Freitag, der 13., gilt für viele Menschen als echter Unglückstag. Seit Jahrhunderten hält sich der Aberglaube, dessen Ursprung im Christentum liegt. Für zahlreiche Menschen steht das Datum für Pech, Pannen und besonders viele Unglücke. Doch ein Blick auf die Unfallstatistiken der vergangenen Jahre zeichnet ein ganz anderes Bild: Statistisch gesehen passieren an diesem Tag nicht mehr Unfälle als an anderen Freitagen.

„Wer zu Aberglaube neigt, kann zumindest im Straßenverkehr entspannt bleiben“, erklärt Oliver Reidegeld, Pressesprecher des ADAC Hessen-Thüringen. „Das Unfallrisiko ist an einem Freitag, dem 13. nicht höher, als an anderen Tagen im Jahr.“ Die Zahlen sprechen also eine klare Sprache: Der vermeintliche Unglückstag ist im Verkehrsgeschehen keineswegs gefährlicher als jeder andere Tag.

Ganz so einfach ist es dennoch nicht immer.
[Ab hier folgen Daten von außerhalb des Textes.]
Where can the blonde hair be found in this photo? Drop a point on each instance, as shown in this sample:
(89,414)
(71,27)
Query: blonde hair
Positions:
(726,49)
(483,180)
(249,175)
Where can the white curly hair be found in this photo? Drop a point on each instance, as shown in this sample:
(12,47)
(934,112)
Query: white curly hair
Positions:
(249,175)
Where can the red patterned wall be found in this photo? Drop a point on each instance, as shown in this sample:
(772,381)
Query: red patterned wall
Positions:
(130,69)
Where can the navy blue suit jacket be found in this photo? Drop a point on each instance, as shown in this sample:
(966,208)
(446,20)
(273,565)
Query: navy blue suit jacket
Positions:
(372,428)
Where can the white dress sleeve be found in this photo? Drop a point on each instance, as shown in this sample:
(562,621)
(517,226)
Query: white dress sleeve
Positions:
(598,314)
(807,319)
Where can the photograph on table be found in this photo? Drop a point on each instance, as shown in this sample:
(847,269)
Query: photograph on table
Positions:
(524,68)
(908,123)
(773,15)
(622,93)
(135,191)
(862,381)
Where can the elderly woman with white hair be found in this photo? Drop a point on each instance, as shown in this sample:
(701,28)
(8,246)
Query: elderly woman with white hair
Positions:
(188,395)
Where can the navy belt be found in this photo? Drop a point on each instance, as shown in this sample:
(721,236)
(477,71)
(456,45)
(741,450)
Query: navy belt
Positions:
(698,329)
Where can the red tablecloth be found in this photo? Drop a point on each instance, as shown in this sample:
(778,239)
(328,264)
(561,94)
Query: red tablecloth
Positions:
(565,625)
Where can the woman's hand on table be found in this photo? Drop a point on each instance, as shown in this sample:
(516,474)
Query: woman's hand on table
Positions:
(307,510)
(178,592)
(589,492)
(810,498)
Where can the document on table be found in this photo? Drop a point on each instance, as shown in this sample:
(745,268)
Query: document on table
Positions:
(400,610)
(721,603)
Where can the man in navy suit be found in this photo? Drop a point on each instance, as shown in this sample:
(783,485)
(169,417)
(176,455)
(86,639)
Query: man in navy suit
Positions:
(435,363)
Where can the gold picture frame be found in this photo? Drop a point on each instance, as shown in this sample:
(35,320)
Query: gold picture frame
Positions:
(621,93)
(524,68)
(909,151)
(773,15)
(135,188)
Fällt der Freitag, der 13., in die verkehrsreichen Sommermonate, kann die Zahl der Unfälle auch einmal überdurchschnittlich hoch sein. Doch der Grund dafür liegt nicht im Datum selbst, sondern in der höheren Verkehrsdichte auf den Straßen. Außerhalb dieser Monate bewegt sich die Unfallrate meist im Durchschnitt oder sogar darunter. So gab es im Jahr 2024 bundesweit an Freitagen durchschnittlich 653 Unfälle. Am 13. September wurden 732 Unfälle registriert, während es am 13. Dezember lediglich 611 waren. Die Schwankungen nach oben oder unten hängen vor allem mit dem jeweiligen Verkehrsaufkommen zusammen.

Generell gilt: Freitag ist ohnehin der Wochentag mit dem höchsten Unfallgeschehen. Wochenendpendler und Reisende sorgen regelmäßig für volle Straßen und damit für ein erhöhtes Risiko. Entscheidend ist also weniger das Datum als vielmehr der verkehrsreiche Wochentag selbst.

Ob Freitag, der 13., oder ein ganz gewöhnlicher Tag im Kalender – für Autofahrer bleibt die wichtigste Regel unverändert. Eine vorausschauende und umsichtige Fahrweise sollte jederzeit selbstverständlich sein. Wer aufmerksam unterwegs ist, kann dem vermeintlichen Unglückstag gelassen entgegensehen. +++ red.